Dunbar's theory is that a stable social group is one in which "an individual knows who each person is, and how each person relates to every other person". Keeping track of this complex web of relationships is cognitively difficult, and gets ever more so as the size of the group increases. Dunbar's observation is that this web of relationships gets unmanageably complex, or too computationally intensive for the human brain, when the group size approaches one hundred and fifty. Empirically, we've lived through most of recorded history in settlements of about one hundred and fifty people.

This is sometimes mis-interpreted as "you can't have more than one hundred and fifty friends". I don't think Dunbar's number makes any such claim.

For instance, I play tennis with an Oxford-educated Asian-Brit landscape-architect called Jason. I know Jason as a tennis buddy, and in that limited context, he is a good buddy. I don't know anything about the other spheres of Jason's life - his Oxonian tribe, or his landscape-architect tribe - and therefore my friendship with Jason is not computationally intensive. It is one dimensional, rather than a matrix. I don't think Dunbar's concept in any way limits the number of simple, or one-dimensional, friendships I can have. The Dunbar number is about the number of people in a self-regulating matrix of relationships, not about simple one-to-one friendships.

I also don't think the Dunbar number limits the number of distinct tribes I can belong to. I belong to Dunbar-tribes from family, school, college and from work. Each tribe is manageable because it is no more than one hundred and fifty people. If it were all one network, it would be overwhelming. Facebook's new "smart lists" feature is an attempt to capture this reality.

Understood this way, my family is a constantly shifting network of about one hundred and fifty, with people, or entire branches, coming in and peeling off as time passes and circumstances evolve. At one time, say one hundred and fifty years ago, a large family like mine would have operated to strict command-and-control protocols. Family would have defined every aspect of identity. Now, the family, or the clan, operates as an opt-in network, in which location on the family tree is not irrelevant but is not defining either. Welcome to the brave new world of open source kinship.

Tuesday 21 February 2012

Work-family balance: one front where Manmohan Singh has it easier than Barack Obama



Jodi Kantor's new book The Obamas reports that "Barack refuses to miss dinner with his family more than twice a week". Apparently, this is not good. Obama's family-centric approach "left him, when the going got tough, short of friends, short of people who owed him, short of people who felt that the White House was interested in them". Effective presidents are meant to be out and about, schmoozing with potential allies.

Powerful men across the political spectrum face the same trade-off - between family time and schmoozing - on this side of the pond. David Cameron, Nick Clegg and Ed Miliband are all in what the Economist calls their "Gruffolo years", the time when dads read stories to their children.
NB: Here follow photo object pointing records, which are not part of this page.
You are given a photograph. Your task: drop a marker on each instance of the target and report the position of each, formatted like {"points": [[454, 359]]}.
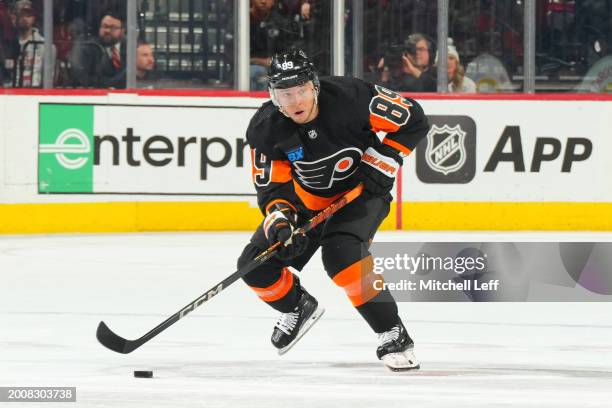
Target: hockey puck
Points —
{"points": [[143, 374]]}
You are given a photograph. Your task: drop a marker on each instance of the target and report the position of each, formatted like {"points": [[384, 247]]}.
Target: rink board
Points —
{"points": [[92, 161]]}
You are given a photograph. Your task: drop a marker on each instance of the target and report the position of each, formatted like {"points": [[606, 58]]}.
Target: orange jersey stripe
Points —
{"points": [[281, 171], [378, 123], [278, 289], [313, 201], [279, 201], [397, 146], [357, 280]]}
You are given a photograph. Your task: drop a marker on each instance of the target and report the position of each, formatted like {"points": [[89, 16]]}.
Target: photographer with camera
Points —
{"points": [[409, 67], [266, 26]]}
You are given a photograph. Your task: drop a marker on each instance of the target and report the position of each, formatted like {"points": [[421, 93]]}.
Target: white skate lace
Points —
{"points": [[389, 336], [286, 322]]}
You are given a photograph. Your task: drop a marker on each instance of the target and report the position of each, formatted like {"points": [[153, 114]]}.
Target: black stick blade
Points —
{"points": [[112, 341]]}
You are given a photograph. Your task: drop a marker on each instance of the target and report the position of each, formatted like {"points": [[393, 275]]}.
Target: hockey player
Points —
{"points": [[311, 143]]}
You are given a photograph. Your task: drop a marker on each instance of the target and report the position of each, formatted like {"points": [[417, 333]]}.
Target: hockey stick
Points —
{"points": [[117, 343]]}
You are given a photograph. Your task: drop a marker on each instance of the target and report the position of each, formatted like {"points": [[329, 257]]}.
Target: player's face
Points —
{"points": [[298, 102]]}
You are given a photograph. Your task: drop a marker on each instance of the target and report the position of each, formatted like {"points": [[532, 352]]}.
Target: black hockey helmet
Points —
{"points": [[291, 69]]}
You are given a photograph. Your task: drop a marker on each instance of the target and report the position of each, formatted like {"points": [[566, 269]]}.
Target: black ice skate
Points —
{"points": [[396, 349], [290, 327]]}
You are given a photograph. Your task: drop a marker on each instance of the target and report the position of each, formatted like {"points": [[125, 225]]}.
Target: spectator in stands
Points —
{"points": [[413, 70], [7, 38], [145, 63], [100, 62], [29, 64], [266, 26], [457, 81]]}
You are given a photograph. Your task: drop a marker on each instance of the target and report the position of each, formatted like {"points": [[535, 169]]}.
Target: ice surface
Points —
{"points": [[55, 289]]}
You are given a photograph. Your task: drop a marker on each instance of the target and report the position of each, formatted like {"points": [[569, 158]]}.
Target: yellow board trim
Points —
{"points": [[240, 216]]}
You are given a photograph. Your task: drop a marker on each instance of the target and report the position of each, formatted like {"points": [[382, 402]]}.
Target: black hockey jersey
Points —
{"points": [[313, 164]]}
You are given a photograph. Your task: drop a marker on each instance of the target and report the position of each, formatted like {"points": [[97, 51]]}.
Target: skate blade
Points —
{"points": [[305, 327], [403, 361]]}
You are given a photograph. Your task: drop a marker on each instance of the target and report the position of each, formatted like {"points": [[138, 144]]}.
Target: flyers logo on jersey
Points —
{"points": [[321, 174]]}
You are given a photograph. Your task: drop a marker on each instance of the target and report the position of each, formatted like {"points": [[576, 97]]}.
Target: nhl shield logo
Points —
{"points": [[446, 151]]}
By most accounts, all three party leaders make time for their families. 

I clearly sympathize with Obama's and Cameron's choice (I'm writing this after having read out The Blackberry Mouse to my daughters). I want to believe that work can and should be organized so it can be done within defined working hours. But the truth is, there is a trade-off. I inhabit a less exalted world than the Obamas' and the Camerons', but even in my little world, schmoozing is clearly useful, but it is a potentially infinite drain on time and energy.

How much easier it must be for Manmohan Singh. He didn't have to face these hard trade-offs between bedtime stories and professional schmoozing when he became Prime Minister of India, aged 72.  Maybe working into what used to be the "retirement years" isn't all bad.